Uses dplyr operations to aggregate data. Because of this approach, the calculations automatically run inside the database if `data` has a database or sparklyr connection. The `class()` of such tables in R are: tbl_sql, tbl_dbi, tbl_spark
Usage
db_compute_count(data, x, ..., y = n())Value
An ungrouped data.frame with the discrete variable and one or more aggregation columns.
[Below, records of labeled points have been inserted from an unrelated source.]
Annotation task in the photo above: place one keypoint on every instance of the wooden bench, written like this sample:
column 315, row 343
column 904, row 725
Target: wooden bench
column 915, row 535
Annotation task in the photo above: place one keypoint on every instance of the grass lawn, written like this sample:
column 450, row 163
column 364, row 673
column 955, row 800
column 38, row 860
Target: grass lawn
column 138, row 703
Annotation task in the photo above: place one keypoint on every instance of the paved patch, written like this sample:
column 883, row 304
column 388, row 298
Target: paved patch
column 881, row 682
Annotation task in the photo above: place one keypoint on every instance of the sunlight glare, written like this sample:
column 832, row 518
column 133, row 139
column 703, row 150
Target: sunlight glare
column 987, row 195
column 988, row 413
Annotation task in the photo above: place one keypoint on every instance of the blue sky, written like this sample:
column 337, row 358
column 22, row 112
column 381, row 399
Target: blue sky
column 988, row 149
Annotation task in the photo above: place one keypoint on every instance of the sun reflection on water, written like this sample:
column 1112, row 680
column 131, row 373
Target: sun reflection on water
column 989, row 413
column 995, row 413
The first column is the grouping variable (x), followed by the aggregated values.
Examples
# \dontrun{
library(DBI)
library(dplyr)
con <- dbConnect(duckdb::duckdb(), ":memory:")
db_mtcars <- copy_to(con, mtcars, "mtcars")
# Returns the row count per am
db_mtcars |>
db_compute_count(am)
#> # A tibble: 2 × 2
#> am `n()`
#> <dbl> <dbl>
#> 1 0 19
#> 2 1 13
# Returns the average mpg per am
db_mtcars |>
db_compute_count(am, mean(mpg))
#> Warning: Missing values are always removed in SQL aggregation functions.
#> Use `na.rm = TRUE` to silence this warning
#> This warning is displayed once every 8 hours.
#> # A tibble: 2 × 2
#> am `mean(mpg)`
#> <dbl> <dbl>
#> 1 0 17.1
#> 2 1 24.4
# Returns the average and sum of mpg per am
db_mtcars |>
db_compute_count(am, mean(mpg), sum(mpg))
#> # A tibble: 2 × 3
#> am `mean(mpg)` `sum(mpg)`
#> <dbl> <dbl> <dbl>
#> 1 0 17.1 326.
#> 2 1 24.4 317.
dbDisconnect(con)
# }